When Courts in BC assess damages for future ‘diminished earning capacity‘ no deduction is to be made for income taxes to be paid on those funds. Although this is not a new legal development, it is nice when Courts summarize the law in a concise statement as was done in reasons released this week by the BC Supreme Court, Vernon Registry.

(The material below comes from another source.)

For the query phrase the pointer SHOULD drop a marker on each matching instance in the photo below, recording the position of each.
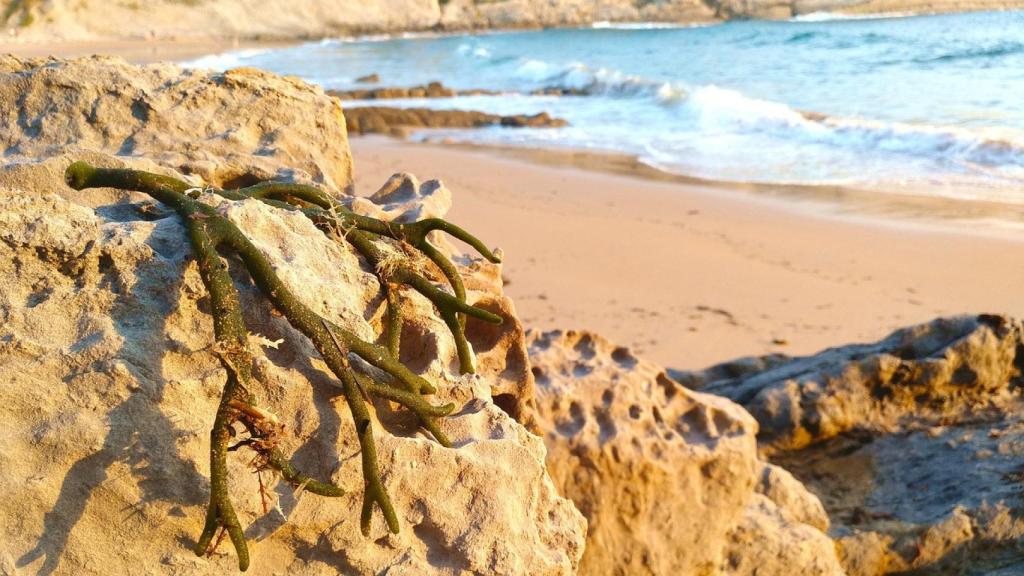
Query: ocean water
(929, 105)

In this week’s case (Kelly v. Kotz) the Plaintiff was awarded $16,000 for diminished earning capacity following injuries sustained in a vehicle collision. The basis of the award was that the Plaintiff needed to attend a rehabilitation program to address her injuries and this was an assessment of her anticipated lost earnings during this time. ICBC argued the award should be reduced by tax obligations. Madam Justice Hyslop rejected this argument and provided the following concise reasons:
 The burden of proof is whether there is a real and substantial possibility that the plaintiff will suffer a future loss of income. Ms. Kelly has met that burden. Ms. Kelly seeks $16,000.00 as a loss of wages while she pursues the program recommended by Dr. Brownlee. This future loss of income is based on Ms. Kelly’s annual income of $60,000.00 and benefits roughly estimated at $500.00 per month. Ms. Kelly will need to take three months off to attend this program; this is the basis of the loss.
 The defendants did not dispute these numbers, but disputed whether it should be a net amount as opposed to a gross amount.
 Past loss of income is a net amount after deduction of income tax. Future loss of earnings is an assessment and there is no deduction for income tax: Arnold v. Teno,  2 S.C.R. 287…
 I order that the plaintiff be awarded $16,000.00 for future loss of income.